Recently, many resources have come available to assist developers in making their web sites accessible.  Dreamweaver 8, the latest version of Macromedia’s awesome web design solution, allows you to set up accessibility standards in the program, so that when you insert an image or something that may not be full accessible it prompts you with the steps in order to fix the solution right there. This only takes a few extra seconds of your time, but makes a world of different to blind people viewing your site.

One of my favorite de-bugging/troubleshooting tools is the Web Developer extension for Mozilla Firefox.  Which has a really cool option called "Replace Images with Alt Attributes", which paints a pretty decent picture of what a web site would "look" like to the visually impaired.

I pointed this over to a few web sites that I feel effectively illustrated this issue.  I took screen shots of the "with graphics" and then "with alt tags".  You can get a few screen shot by clicking on the image.

Yahoo.com

NCSC – CatholicStudent.org, A site that I’ve sent a lot of time designing

John XXIII University Ministry – The site that I used to do, but now has been changed (Note: I did incorporate ALT tags into my original design, what you see is the new design that replaced mine) – Body text looks ok, no menus though…

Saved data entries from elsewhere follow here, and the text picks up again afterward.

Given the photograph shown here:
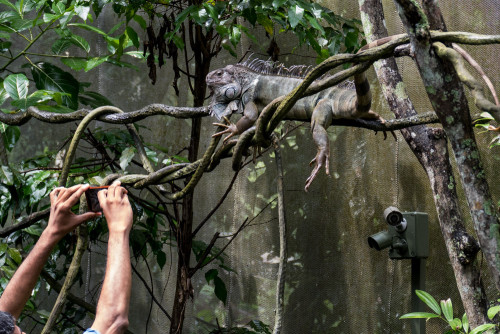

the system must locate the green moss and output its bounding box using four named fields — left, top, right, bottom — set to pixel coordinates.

left=446, top=116, right=454, bottom=124
left=448, top=175, right=455, bottom=190
left=395, top=82, right=408, bottom=100
left=426, top=86, right=436, bottom=95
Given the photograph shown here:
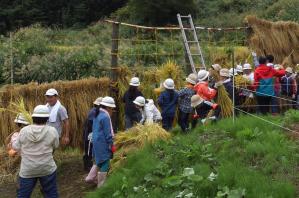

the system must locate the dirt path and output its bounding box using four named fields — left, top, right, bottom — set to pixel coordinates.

left=0, top=157, right=96, bottom=198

And finally FOCUSOnline.org– Now you see it, now you don’t!

Moral of the story:  Just because a site looks "sexy" with a lot of pictures and images all over the place, it doesn’t mean it’s "Professional".  Mix in some source code and stop designing in Microsoft Paint or whatever you used to build the site.

*Note: One of the commonplace rules about URL’s – don’t ever incorporate "on-line" or "web site" into the actual URL.  We know it’s on-line, that’s why we’re accessing it on the Internet.  I understand that FOCUS.org was likely taken, but I can think of 5-10 other possible alternatives than using the word "on-line".  It’s like saying "I on ‘Pine Avenue’ street."  It’s just redundant.